The thing about Apple’s laptops is that the MacBook Air has long been both the best laptop for most people and also a lot more expensive than many of those people were willing (or are able) to spend. If you wanted a Mac laptop, your baseline was $999. And not since Apple stopped selling the 11-inch MacBook Air 10 years ago has the company had a new laptop below $900 (not including educational discounts).
But as Inc. reports, last week, all of that changed when Apple announced the MacBook Neo.
The new 13-inch laptop, powered by the A18 Pro chip, cuts the starting price almost in half. And, when you think about it, that fact alone means that the Neo could turn out to be Apple’s most consequential new product in years. Not because it’s the most powerful Mac or the most technologically advanced, but because it opens a part of the market Apple has largely ignored for more than a decade.
What’s in the MacBook Neo
The MacBook Neo is a 13-inch fanless laptop built from recycled aluminum and designed to sit below the MacBook Air in Apple’s lineup. It includes a Liquid Retina display with a resolution of 2408-by-1506 and up to 500 nits of brightness, along with a 1080p FaceTime camera, side-firing speakers with Spatial Audio support, and two USB-C ports plus a headphone jack. Notably, it does not have MagSafe.
Apple says the laptop delivers up to 16 hours of battery life, thanks largely to the processor inside. That processor is what makes the Neo unusual. Instead of using one of Apple’s M-series chips, the Neo runs on the A18 Pro, the same architecture that powers the iPhone 16 Pro. It’s the first time Apple has used an A-series chip in a Mac.
The laptop comes in four colors—Indigo, Citrus, Blush, and Silver—and ships in two primary configurations. The $599 base model includes 256GB of storage and 8GB of memory, but it does not include Touch ID. The $699 model adds Touch ID and doubles the storage to 512GB. There’s also a $499 education price, making the Neo one of the least expensive computers Apple has sold in modern history.
Even the other “affordable” Mac laptops—the 11-inch MacBook Air and White MacBook—were significantly more expensive than the Neo, both in actual dollars and adjusted for inflation.
What’s Not in the MacBook Neo
Obviously, to reach that price, Apple made a series of decisions that stand out precisely because they’re unusual for the company. For example, the keyboard is not backlit—something Apple hasn’t done on a Mac laptop in years. Also, the trackpad uses a mechanical diving-board design instead of the Force Touch haptic trackpad found on the MacBook Air and MacBook Pro.
The display, while still Retina, lacks several of the features found on higher-end Macs. It’s limited to 60Hz, does not support True Tone, and uses the sRGB color space rather than the wider P3 color gamut.
Then there are the ports. The Neo has two USB-C ports, but only one supports USB 3 speeds and DisplayPort. The other is limited to USB 2 speeds, which Apple expects most users to use primarily for charging.

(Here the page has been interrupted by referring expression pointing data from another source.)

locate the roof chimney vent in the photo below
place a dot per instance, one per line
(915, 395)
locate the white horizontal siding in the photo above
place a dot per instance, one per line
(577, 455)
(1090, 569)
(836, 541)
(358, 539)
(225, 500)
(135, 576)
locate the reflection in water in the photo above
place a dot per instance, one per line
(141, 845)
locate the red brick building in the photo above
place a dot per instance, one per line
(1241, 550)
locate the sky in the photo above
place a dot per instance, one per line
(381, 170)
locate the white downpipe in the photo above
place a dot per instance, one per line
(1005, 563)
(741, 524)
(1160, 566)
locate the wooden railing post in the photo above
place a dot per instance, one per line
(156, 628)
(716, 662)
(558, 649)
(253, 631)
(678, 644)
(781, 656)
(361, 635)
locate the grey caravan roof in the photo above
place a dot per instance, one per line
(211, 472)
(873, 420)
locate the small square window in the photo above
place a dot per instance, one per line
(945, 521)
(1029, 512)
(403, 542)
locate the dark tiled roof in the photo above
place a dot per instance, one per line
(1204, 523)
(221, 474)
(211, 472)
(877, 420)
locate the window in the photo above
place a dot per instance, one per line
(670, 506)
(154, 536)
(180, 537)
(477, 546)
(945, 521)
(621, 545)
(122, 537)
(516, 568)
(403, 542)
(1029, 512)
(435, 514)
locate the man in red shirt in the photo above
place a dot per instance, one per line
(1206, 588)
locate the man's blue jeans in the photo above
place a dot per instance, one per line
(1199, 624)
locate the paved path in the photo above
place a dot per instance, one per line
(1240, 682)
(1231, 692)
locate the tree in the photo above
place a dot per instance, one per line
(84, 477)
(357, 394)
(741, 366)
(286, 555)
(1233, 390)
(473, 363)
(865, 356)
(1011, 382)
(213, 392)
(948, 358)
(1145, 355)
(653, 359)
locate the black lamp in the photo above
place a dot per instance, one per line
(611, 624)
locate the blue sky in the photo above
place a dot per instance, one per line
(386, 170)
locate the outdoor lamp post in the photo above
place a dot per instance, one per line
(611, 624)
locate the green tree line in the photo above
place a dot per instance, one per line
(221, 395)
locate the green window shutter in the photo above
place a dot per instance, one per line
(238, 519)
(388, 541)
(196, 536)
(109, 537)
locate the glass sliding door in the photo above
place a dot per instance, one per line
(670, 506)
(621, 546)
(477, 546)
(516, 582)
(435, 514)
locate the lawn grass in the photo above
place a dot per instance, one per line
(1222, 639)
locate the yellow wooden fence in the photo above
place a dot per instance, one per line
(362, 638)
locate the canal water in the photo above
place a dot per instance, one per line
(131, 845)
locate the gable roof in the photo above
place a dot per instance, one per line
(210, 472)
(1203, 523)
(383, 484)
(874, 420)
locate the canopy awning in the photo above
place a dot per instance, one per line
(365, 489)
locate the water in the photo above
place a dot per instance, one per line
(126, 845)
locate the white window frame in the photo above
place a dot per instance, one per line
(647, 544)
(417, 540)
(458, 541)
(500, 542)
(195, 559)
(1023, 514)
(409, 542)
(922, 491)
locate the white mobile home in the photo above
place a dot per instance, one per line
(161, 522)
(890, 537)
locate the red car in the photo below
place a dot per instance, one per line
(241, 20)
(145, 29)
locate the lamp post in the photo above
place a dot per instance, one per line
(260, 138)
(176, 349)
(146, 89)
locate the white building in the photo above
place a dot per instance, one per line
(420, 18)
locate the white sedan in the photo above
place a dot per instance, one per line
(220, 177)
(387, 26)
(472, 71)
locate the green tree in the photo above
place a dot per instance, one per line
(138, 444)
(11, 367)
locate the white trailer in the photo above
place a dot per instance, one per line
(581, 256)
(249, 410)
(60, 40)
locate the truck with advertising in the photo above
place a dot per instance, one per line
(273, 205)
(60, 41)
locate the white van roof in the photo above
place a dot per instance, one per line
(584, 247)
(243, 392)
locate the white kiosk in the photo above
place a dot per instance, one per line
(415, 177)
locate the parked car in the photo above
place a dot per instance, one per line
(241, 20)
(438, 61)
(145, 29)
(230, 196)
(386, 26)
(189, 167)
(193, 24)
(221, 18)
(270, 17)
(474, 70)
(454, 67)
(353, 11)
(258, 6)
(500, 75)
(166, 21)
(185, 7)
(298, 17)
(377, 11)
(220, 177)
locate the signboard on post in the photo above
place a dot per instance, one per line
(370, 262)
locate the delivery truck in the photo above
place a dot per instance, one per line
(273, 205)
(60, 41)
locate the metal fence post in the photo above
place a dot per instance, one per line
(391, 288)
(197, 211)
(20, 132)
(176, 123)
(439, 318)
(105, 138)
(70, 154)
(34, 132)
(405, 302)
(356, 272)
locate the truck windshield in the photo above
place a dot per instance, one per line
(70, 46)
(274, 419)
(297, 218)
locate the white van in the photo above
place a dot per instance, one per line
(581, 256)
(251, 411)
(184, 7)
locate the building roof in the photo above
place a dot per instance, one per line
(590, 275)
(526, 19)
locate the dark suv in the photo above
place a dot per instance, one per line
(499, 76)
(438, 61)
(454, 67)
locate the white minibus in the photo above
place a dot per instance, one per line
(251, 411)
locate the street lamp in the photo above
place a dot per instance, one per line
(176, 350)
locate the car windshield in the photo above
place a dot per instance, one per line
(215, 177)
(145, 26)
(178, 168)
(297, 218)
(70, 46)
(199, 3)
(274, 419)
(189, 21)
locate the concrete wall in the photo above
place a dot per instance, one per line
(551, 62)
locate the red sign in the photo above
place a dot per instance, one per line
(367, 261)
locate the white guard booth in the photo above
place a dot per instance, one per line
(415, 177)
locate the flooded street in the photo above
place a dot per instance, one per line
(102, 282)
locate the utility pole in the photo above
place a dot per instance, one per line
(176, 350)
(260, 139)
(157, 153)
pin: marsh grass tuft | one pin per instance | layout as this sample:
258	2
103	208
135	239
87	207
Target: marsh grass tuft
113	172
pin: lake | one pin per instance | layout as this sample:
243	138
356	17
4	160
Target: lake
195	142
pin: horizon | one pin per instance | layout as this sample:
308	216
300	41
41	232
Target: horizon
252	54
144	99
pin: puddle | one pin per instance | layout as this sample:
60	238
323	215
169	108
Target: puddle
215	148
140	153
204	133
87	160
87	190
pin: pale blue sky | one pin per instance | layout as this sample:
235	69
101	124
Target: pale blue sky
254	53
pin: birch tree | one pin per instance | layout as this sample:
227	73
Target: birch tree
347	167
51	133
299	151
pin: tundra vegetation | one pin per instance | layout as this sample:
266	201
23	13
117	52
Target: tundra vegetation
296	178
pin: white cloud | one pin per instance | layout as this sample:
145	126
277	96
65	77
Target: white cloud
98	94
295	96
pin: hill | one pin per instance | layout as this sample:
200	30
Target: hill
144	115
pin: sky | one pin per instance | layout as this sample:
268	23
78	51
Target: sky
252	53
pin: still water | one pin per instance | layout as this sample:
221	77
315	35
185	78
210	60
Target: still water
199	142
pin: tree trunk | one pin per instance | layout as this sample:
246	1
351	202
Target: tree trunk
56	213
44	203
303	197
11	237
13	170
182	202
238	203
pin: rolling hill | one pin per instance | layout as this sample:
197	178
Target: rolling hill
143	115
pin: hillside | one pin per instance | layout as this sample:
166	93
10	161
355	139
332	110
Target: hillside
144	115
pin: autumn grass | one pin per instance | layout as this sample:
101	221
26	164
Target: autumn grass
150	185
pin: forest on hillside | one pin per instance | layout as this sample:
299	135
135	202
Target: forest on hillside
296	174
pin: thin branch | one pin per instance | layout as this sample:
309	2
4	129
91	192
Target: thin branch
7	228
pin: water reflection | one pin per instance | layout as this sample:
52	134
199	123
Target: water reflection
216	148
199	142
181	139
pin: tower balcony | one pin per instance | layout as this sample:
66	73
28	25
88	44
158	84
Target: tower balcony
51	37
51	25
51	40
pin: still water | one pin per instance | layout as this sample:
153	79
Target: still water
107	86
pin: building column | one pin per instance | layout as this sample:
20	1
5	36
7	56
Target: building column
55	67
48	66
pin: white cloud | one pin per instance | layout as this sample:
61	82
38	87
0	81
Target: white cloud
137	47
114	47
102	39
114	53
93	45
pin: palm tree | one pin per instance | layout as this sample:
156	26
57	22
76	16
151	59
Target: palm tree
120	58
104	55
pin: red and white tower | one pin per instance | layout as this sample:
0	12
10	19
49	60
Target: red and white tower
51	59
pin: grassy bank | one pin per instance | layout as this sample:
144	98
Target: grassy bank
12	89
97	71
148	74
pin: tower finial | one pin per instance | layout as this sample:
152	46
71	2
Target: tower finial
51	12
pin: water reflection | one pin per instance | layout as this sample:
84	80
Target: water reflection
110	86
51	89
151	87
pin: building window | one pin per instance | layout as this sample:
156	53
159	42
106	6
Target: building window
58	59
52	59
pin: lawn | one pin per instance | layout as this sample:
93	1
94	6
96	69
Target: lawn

None of these compromises is random. Apple is carefully designing the Neo to be affordable without undermining the MacBook Air, which is still the laptop most people should buy.
Comparing the New with the Air
According to Inc., by comparison, the MacBook Air now starts at $1,099 and runs on Apple’s M5 chip, which is significantly more powerful than the A18 Pro. It also includes a brighter display, a backlit keyboard, MagSafe charging, faster ports, and support for larger memory configurations. In other words, the Air is still clearly the better computer.
But the Neo isn’t trying to compete with it. Instead, Apple built something it hasn’t offered in years: a Mac designed primarily for entry-level buyers.
If you’re wondering who should buy the Neo, think students, families, or anyone who mostly uses their computer for web browsing, writing, video streaming, and basic productivity. It’s also easy to imagine the Neo becoming a second computer—the laptop you keep in a backpack, bring on trips, or buy for a teenager.
The iPhone Processor is Key to Neo’s Affordability
The key to making that price possible is the processor. Apple’s A-series chips are produced at an enormous scale because they power the iPhone, which ships hundreds of millions of units every year.
At the same time, the choice comes with limitations. The Neo’s memory is fixed at 8GB, with no upgrade options. That reflects the fact that the chip was originally designed with a smartphone’s constraints in mind.
But the MacBook Neo isn’t meant to be Apple’s most powerful computer. It’s meant to be the Mac that gets entirely new customers into the ecosystem—something Apple hasn’t really tried to do in more than a decade. If it works, it could turn out to be Apple’s most consequential new product in a long time.